Pemotong laser unggul dalam memproses berbagai bahan, termasuk logam seperti aluminium, kuningan, tungsten, nikel, dan baja, menghasilkan potongan yang sangat halus. Namun, kekuatan intrinsik logam biasanya menuntut sistem laser dengan keluaran daya yang jauh lebih tinggi daripada yang dapat disediakan oleh unit 40-watt.
Pemotongan logam yang efektif umumnya membutuhkan laser serat atau sistem CO₂ berdaya tinggi dengan keluaran minimum 500 watt, bervariasi sesuai dengan jenis dan ketebalan bahan. Meskipun laser 40-watt tidak dapat memotong logam, mereka dapat berhasil menandai atau mengukir logam berlapis, aluminium anodized, atau permukaan yang dicat tanpa menembus substrat.
Pengukiran laser menggunakan berkas yang terkonsentrasi untuk membuat tanda permukaan yang presisi. Proses ini menggunakan ruang berisi gas yang menghasilkan cahaya koheren yang diarahkan ke permukaan target. Untuk pengukiran logam langsung, laser serat biasanya berkinerja lebih baik karena presisi dan dayanya yang unggul.
Meskipun laser 40-watt dapat menandai permukaan logam secara efektif, peningkatan kinerja mungkin termasuk papan kontrol yang ditingkatkan untuk meningkatkan akurasi dan kecepatan operasional. Modifikasi ini dapat secara signifikan memperbaiki hasil pengukiran.
Logam yang berbeda membutuhkan jenis laser dan konfigurasi daya tertentu. Laser CO₂ dan serat mewakili teknologi yang dominan untuk pemrosesan logam.
Laser CO₂ modern menghasilkan berkas di dalam tabung kaca berisi gas, membutuhkan keluaran minimum 150-watt untuk pemotongan logam.

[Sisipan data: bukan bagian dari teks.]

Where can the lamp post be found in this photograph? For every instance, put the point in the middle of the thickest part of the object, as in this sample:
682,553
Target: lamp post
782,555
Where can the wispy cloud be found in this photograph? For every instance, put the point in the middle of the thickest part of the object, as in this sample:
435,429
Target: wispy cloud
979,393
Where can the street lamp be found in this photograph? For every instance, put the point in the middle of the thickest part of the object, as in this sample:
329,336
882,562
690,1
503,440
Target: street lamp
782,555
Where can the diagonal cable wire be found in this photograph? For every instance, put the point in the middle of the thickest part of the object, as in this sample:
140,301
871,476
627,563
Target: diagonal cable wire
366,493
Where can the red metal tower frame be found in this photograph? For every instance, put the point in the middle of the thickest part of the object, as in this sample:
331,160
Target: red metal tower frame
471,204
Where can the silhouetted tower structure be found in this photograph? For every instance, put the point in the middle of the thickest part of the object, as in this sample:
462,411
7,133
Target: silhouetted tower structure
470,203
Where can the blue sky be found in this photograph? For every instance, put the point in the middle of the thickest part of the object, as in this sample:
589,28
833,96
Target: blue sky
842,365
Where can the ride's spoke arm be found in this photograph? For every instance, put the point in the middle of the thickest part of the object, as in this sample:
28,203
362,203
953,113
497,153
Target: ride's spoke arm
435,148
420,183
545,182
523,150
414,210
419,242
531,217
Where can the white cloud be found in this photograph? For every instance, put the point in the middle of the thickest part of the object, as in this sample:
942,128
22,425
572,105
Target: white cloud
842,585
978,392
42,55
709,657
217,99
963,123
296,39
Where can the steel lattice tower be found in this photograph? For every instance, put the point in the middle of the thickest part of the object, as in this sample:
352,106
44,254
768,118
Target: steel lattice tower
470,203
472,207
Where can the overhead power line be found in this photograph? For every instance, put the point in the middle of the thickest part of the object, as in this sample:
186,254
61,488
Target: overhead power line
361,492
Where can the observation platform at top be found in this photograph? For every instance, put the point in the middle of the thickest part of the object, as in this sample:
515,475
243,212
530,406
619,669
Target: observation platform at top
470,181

Fitur keselamatan penting termasuk sistem bantuan udara yang mengurangi bahaya percikan api dan menghilangkan panas sambil meningkatkan kualitas potongan.
Sistem ini secara efektif memproses baja dan baja tahan karat tetapi kesulitan dengan logam yang sangat reflektif seperti aluminium dan kuningan karena masalah pantulan berkas.
Laser serat menawarkan presisi yang unggul melalui diameter berkas yang lebih kecil, memungkinkan pemotongan yang lebih cepat dan lebih akurat dengan efisiensi energi yang lebih besar. Sistem serat kelas industri biasanya membutuhkan keluaran 2.000-watt untuk pemotongan logam tebal, karena unit berdaya lebih rendah tidak dapat menghasilkan energi termal yang cukup.
Meskipun memadai untuk akrilik, kayu, dan kertas, laser CO₂ 40-watt tidak memiliki daya untuk pemotongan logam yang substansial. Pemrosesan logam yang efektif membutuhkan setidaknya sistem 150-watt dengan kemampuan bantuan udara. Pemilihan mesin yang optimal harus mempertimbangkan keluaran daya, kecepatan, presisi, dan dimensi material.
Sebagai sistem daya menengah, laser 40-watt secara kompeten memproses kayu, akrilik, kain, kertas, kulit, dan plastik tertentu, biasanya memotong hingga 5mm akrilik atau 6mm kayu lunak. Kecepatan pemotongan yang lebih lambat menghasilkan tepi yang dipoles untuk desain yang rumit, meskipun unit ini tetap tidak cocok untuk pemotongan logam skala industri.
Daya tahan baja yang luar biasa menuntut sistem laser berdaya tinggi. Laser CO₂ antara 1.000-4.000 watt umumnya memotong baja 1 inci secara efektif, dengan laser serat membutuhkan sekitar 6.000 watt untuk kinerja yang sebanding. Ketebalan material secara langsung berkorelasi dengan keluaran daya yang diperlukan.
Pemotongan laser yang berhasil membutuhkan kalibrasi daya yang tepat dan penyesuaian kecepatan yang disesuaikan dengan logam tertentu. Meskipun sistem 40-watt memenuhi kebutuhan pengukiran secara memadai, pemotongan logam industri membutuhkan peralatan yang jauh lebih bertenaga yang mampu memproses bahan seperti aluminium, kuningan, tembaga, dan berbagai paduan baja dengan presisi milimeter.